A los humanos, y a los españoles aún más, nos encanta etiquetarlo todo. Y, a las claras, si hay una cosa que no se debe etiquetar bajo ningún concepto, eso es el humor. No nos equivoquemos. No hay humor ofensivo, humor bestia, humor transgresor, humor blando o cualquier otro tipo de acepción que a uno se le ocurra anexionar al sustantivo. No. Hay humor. Punto. Y colocarle etiquetas que lo acoten es el equivalente a tener que estar pidiendo disculpas a tal o cual grupo acerca del cual se haga un chiste en concreto, llámese dicho grupo la etnia gitana, los habitantes de Lepe, el colectivo homosexual o las personas con movilidad reducida.
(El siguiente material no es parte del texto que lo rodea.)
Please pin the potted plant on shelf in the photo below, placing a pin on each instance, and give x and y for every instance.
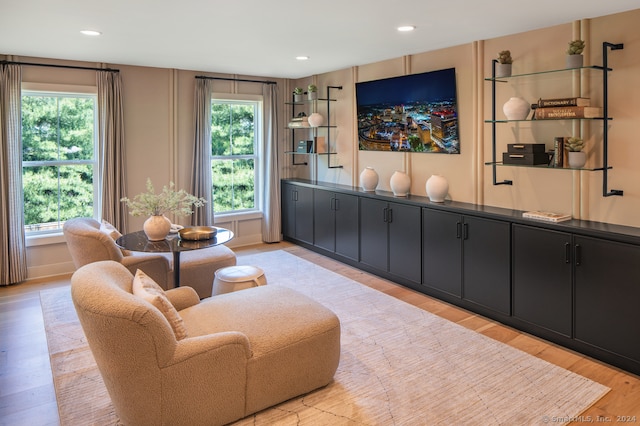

El humor ofende si uno quiere sentirse ofendido —¡qué gran ejemplo dio hace poco Irene Villa en el sofá del ‘Chester’ cuando dijo que los chistes acerca de su situación jamás le habían sentado mal!—. El humor transgrede si uno vive una existencia vallada por límites autoimpuestos que cree infranqueables. El humor es bestia si uno cree a pie juntillas que su sensibilidad no debe ser herida por una broma o el exabrupto cómico de alguien. El humor pide disculpas cuando lo que debería hacer es aceptarlas ante la necedad de quien no sabe entenderlo. El humor es, en definitiva, una de las mejores y más necesarias válvulas de escape de la realidad que nos rodea y, como bien entiende Rubén Fernández, no hay límite que valga cuando la intención no es ofensiva…sino puro cachondeo del sano e inteligente.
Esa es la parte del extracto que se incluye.